The Senate on Aug. 20 narrowly passed legislation, which would: allow nonviolent felons to serve the last 12 months of their prison sentences on house arrest; offer alternative custody to elderly and medically infirm felons; change “wobbler” offenses like writing bad checks and receiving stolen property to misdemeanors; authorize the governor to commute prison sentences of deportable immigrants; and give additional sentence credits for inmates who get their GED or complete vocational training. The plan stalled in the Assembly, however, after lawmakers proposed taking out the most controversial elements, including the early release program and downgrading property crimes to misdemeanors. Assembly members also want to set aside a commission that would overhaul the state’s sentencing guidelines.

By the Weekly’s deadline, the Assembly was scheduled to vote on the legislation as soon as Wednesday, Aug. 26, said a spokeswoman for Speaker Karen Bass. Removing the contentious provisions would make the package fall short of reaching the $1.2 billion that was cut out of the corrections budget and stymie relief of prison overcrowding. A federal judge panel recently ordered the state to reduce its prison population by 40,000 due to unconstitutional healthcare delivery.

But passing major prison reform in crisis mode doesn’t equal good policy, says Monterey County District Attorney Dean Flippo. “They are changing the law in a very rapid way without really apprising the public in order to achieve a budget goal,” Flippo says.

The California District Attorney’s Association opposed the Senate bill, which would increase the monetary threshold for a felony charge from $400 to $2,500 for vehicle theft. With this change, more criminals would be sentenced to county jail than state prison. “They’re shifting the burden of dealing with this influx of inmates and placing it on our locals,” Flippo says.

Sheriff Mike Kanalakis says he’s concerned about early release prisoners re-offending and winding up in his jail, which like the state’s prisons, is holding inmates far beyond its capacity. “The release of inmates prior to completing their sentence is going to cause a reaction that will overburden law enforcement,” Kanalakis says, pointing out that 70 percent of the state’s prisoners recommit crimes.

It’s too early to pinpoint how many inmates will be released in Monterey County.
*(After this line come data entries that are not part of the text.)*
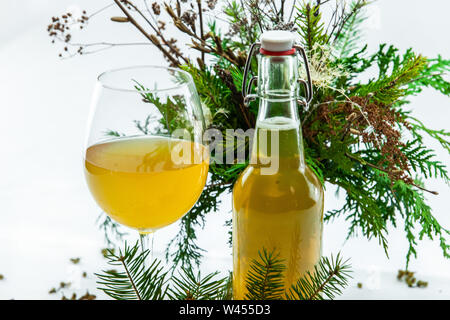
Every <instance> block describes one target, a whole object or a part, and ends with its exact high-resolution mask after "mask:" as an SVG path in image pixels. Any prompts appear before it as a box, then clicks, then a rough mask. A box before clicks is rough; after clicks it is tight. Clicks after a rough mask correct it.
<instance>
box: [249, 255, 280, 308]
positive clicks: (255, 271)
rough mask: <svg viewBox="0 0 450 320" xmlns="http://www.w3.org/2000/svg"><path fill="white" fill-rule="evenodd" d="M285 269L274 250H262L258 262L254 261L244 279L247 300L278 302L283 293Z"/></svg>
mask: <svg viewBox="0 0 450 320" xmlns="http://www.w3.org/2000/svg"><path fill="white" fill-rule="evenodd" d="M285 270H286V267H285V265H284V263H283V260H282V259H280V258H279V254H278V253H277V252H276V250H273V251H271V252H269V251H267V250H266V249H265V248H263V250H262V252H259V260H256V259H254V260H253V261H252V262H251V264H250V269H249V271H248V274H247V278H246V285H245V286H246V288H247V291H248V293H247V294H246V296H245V298H246V299H247V300H279V299H281V297H282V294H283V291H284V275H283V272H284V271H285Z"/></svg>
According to the latest data, more than 1,800 prisoners in the state prison are from Monterey County, Unger says; only a small portion would be eligible to serve the last year of their sentences on house arrest with GPS monitoring. A total of 6,300 inmates across the state would be released into alternative custody.

Moreover, the changes in state law would not be applied retroactively, Unger says – somebody in prison for writing a bad check wouldn’t be released because the crime became a misdemeanor.

The aim of the prison plan, Unger adds, is to keep people out of prison to begin with, by placing technical parole violators on GPS supervision instead of behind bars. Bill Ziering, who represents Monterey Peninsula-based Coalition of Churches for Reentry and Restoration, backs this idea.

Ziering’s group supports the now-dead proposal to build 12 reentry facilities across the state. He says the state should put more resources into job training, family counseling and housing for parolees so they can integrate into society instead of returning to crime. “When they get out, we have to look in advance so we can prepare for their homecoming,” Ziering says.

But the prison proposal doesn’t strive to reduce recidivism; it calls for cutting $250 million from rehabilitation programs.

Back at Salinas Valley State, Moore says prison officials are waiting to see what happens in Sacramento. “Until it’s in law, we don’t know how it’s going to affect us,” he says.